Gero We couldn’t have done this episode right now. While there is much less foot traffic in Times Square and it would be a bit easier to clean up, it was only recently that the Governor of New York made a safe return to work for film production. So we are incredibly lucky to have filmed the show when we did it.
What has been the biggest challenge for you when creating this series?
Gero For a show to survive, at least a show like this, it really has to reinvent itself every season. The challenge is that you want to reinvent it enough so that the show doesn’t start to seem boring and repetitive, but you also don’t want to reinvent it excessively so that the show drives away its main fans who are there for something specific every week.

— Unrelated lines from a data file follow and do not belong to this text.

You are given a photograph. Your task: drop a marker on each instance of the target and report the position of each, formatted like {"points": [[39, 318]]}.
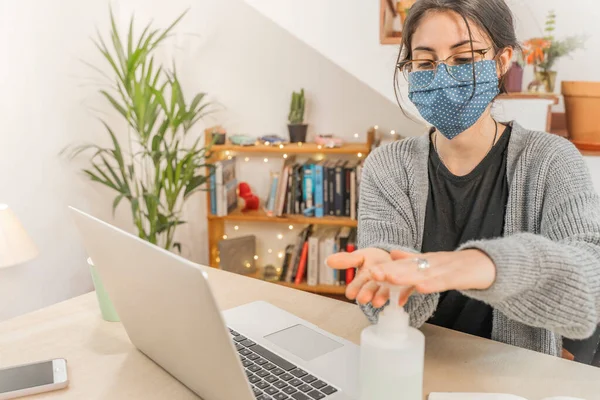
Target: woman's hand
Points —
{"points": [[363, 288], [457, 270]]}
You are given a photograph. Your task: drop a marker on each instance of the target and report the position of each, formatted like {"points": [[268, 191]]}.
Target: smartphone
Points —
{"points": [[38, 377]]}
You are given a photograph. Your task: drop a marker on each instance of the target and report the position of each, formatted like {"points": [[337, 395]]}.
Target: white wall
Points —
{"points": [[226, 48]]}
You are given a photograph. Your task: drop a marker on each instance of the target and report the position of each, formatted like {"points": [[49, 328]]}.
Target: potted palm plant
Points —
{"points": [[543, 53], [296, 126], [157, 164]]}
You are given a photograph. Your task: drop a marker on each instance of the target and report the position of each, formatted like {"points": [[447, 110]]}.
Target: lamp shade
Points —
{"points": [[16, 246]]}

In finding that balance, I believe we have achieved it with varying degrees of success. You know, I think there are seasons when people felt, ‘Whoa, this is not the Blind point Be and love, ‘and then there are seasons where it’s like,’ Wow, this is even better than the original. ‘ So it’s always that kind of calibration. A show can’t feel like any medium, you know? What we were hoping to do with the show was that it always seemed like every season was a book from a series of novels that you really liked. However, I think the risk of that is, for all of us who have read a series of novels; You’re like, ‘I didn’t love that one, but I love the series.’ And so we hope to engage at least people from one season to the next, even though we’ve changed the tone of the show so dramatically from the first season.

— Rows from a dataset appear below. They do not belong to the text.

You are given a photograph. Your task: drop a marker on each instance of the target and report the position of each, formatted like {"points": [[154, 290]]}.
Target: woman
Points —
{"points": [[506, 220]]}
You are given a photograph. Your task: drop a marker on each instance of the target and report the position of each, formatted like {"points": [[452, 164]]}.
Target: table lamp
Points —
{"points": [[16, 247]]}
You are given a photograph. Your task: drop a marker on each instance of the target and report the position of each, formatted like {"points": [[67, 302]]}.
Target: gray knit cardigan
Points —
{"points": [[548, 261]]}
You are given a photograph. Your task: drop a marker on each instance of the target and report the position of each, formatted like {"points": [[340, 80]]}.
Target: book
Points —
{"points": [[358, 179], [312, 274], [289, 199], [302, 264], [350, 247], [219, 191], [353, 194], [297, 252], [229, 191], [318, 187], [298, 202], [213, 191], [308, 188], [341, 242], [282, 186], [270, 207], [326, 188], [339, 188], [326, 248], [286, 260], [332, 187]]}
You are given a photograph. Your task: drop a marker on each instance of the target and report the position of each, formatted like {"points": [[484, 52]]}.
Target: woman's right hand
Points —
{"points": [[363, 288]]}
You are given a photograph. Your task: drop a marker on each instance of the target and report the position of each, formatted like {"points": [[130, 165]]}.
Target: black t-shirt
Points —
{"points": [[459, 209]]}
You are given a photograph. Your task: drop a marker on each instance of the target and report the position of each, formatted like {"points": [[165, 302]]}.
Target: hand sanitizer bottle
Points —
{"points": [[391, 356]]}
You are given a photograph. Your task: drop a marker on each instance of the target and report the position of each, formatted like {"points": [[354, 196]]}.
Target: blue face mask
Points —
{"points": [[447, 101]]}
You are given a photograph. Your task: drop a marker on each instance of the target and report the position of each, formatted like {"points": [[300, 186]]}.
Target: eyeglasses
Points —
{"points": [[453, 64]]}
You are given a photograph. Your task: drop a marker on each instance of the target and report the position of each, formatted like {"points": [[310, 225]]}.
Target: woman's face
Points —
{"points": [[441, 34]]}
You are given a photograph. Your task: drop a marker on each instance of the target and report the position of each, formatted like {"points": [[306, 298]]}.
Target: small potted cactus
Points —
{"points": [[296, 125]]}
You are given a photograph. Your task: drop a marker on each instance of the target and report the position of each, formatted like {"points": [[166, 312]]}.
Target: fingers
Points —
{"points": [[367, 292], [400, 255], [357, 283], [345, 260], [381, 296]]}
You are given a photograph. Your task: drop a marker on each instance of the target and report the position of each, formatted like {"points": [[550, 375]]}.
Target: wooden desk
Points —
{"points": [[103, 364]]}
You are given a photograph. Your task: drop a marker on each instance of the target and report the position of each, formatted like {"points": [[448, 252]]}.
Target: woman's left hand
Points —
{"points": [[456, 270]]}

Do you think you will ever reboot? the LA Complex?
Gero I mean, I tried a lot, man. I really did it. I will say that there is no bigger fan of The LA Complex that (CW Television Network President) Mark Pedowitz. You know, Mark Pedowitz has really tried. We have both tried. We put our heads together so many times to try and figure out how to do it, and I really thought we’d licked each other in the middle of last year, but alone, for whatever reason, we could never get over it, and unfortunately, you know, I think CW makes more sense for it to be his home, and I recently moved from Warner Bros. and now I’m on UTV. So for the next few years at least, I think it’s probably in some kind of permanent retention, but it’s a shame. We actually wrote a really fun reboot that I thought would have been really exciting.